Thursday, May 26, 2005

New in Tiger: Use Disk Utility to Back-Up Your Hard Drive

I haven’t backed up my G5 iMac since I upgraded it to Tiger. Now, you might see that as an advantage since my backup was still based on Panther. I might have, too, if I hadn't added lots of scanned pictures and several documents I really didn’t want to lose. So, I decided it was time to backup my G5 and let go of Panther once and for all.

My backup hard drive is a LaCie 120GB D2 External Firewire hard drive. It currently holds two equally sized partitions, just short of 60Gb each. One held a clone of my iMac’s Panther based hard drive. The other is awaiting a backup of my PowerBook, which is also running Tiger.

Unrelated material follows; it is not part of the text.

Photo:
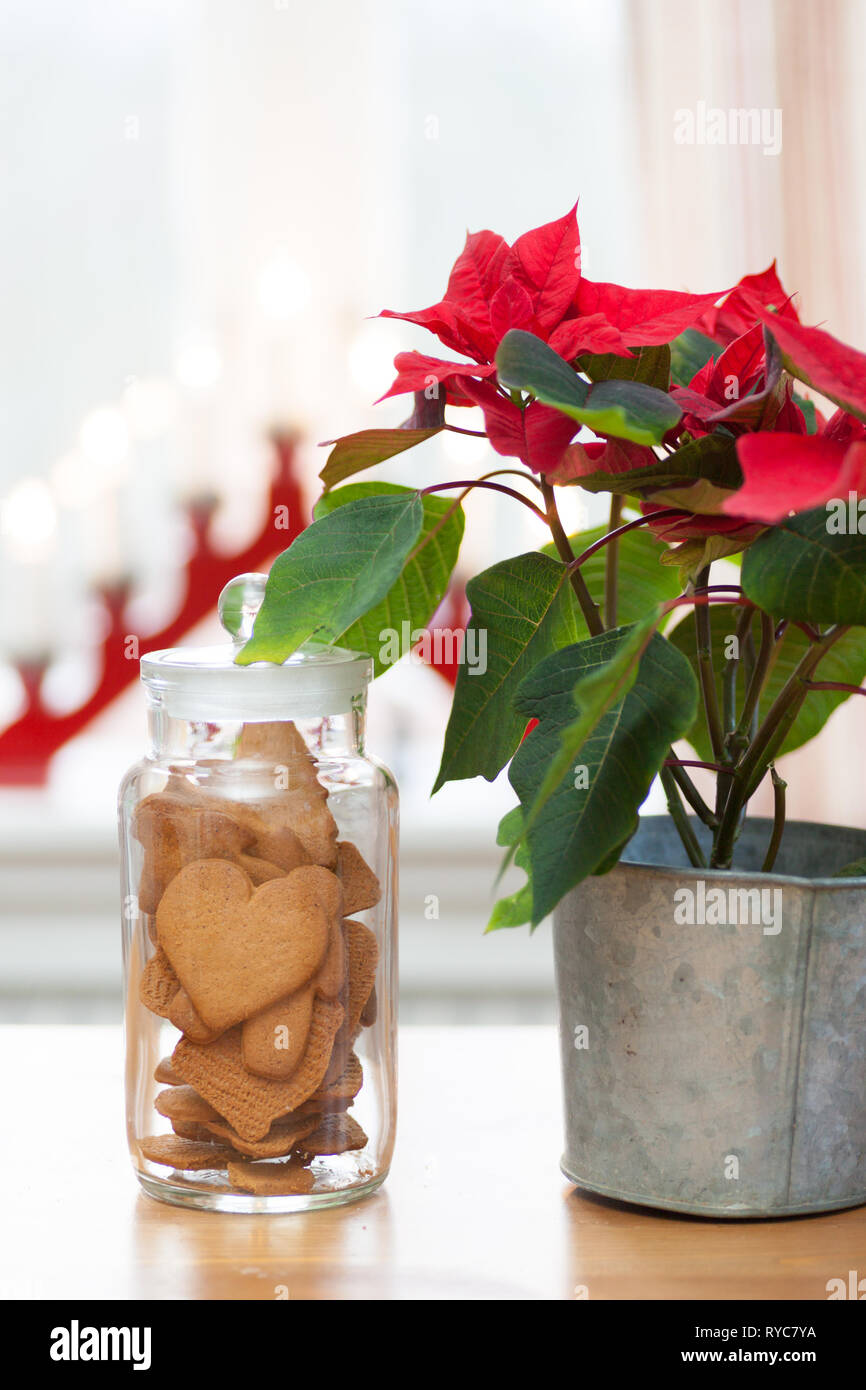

Normally, to backup the iMac, I simply hook up the LaCie drive to the iMac via a Firewire 400 cable, crank up a utility called Carbon Copy Cloner, and use Cloner to make a copy of the iMac’s boot drive on the LaCie. (Carbon Copy Cloner is an excellent donationware utility written by Mike Bombich of Bombich Software.) But I had seen enough on the web to know that my version of Cloner would not work, and a visit to the Bombich website confirmed it was not compatible with Tiger. How as I going to make the backup? Mike said it would be some time before he had a Tiger compatible version of his utility. But then he graciously reminded people they could use Disk Utility to clone a hard drive.

Huh?

Suspecting that Apple had added a new feature to Disk Utility, I cranked it up and, lo and behold, found it had a new “Restore” tab. Clicking on the tab yielded a window where I was told I could select the hard disks I wanted to use for the cloning operation by dragging them to slots marked “Source” and “Restore”. So, I dragged my iMac’s hard disk into the “Source” slot and the iMac’s backup partition on the La Cie drive (which showed up on my Desktop as a separate Firewire hard drive) into the “Restore” slot. Punching a little button marked “Restore” started the operation. Sure enough, the Utility began cloning my hard drive onto my external.

It took it an hour and a half or so to complete, but the operation went off without a hitch. I booted from the La Cie drive to test it; and it booted slower than the iMac's internal SATA hard disk but it did boot, and everything was there.

But, alas, what of poor Mike and his utility? Disk Utility works well, but it only clones whole partitions or drives. Carbon Copy Cloner does the same, but it also lets you select or deselect what you do or don’t want to install. And it seems faster. Mike’s not out of business.

Still, it’s nice to have cloning capability within Disk Utility itself.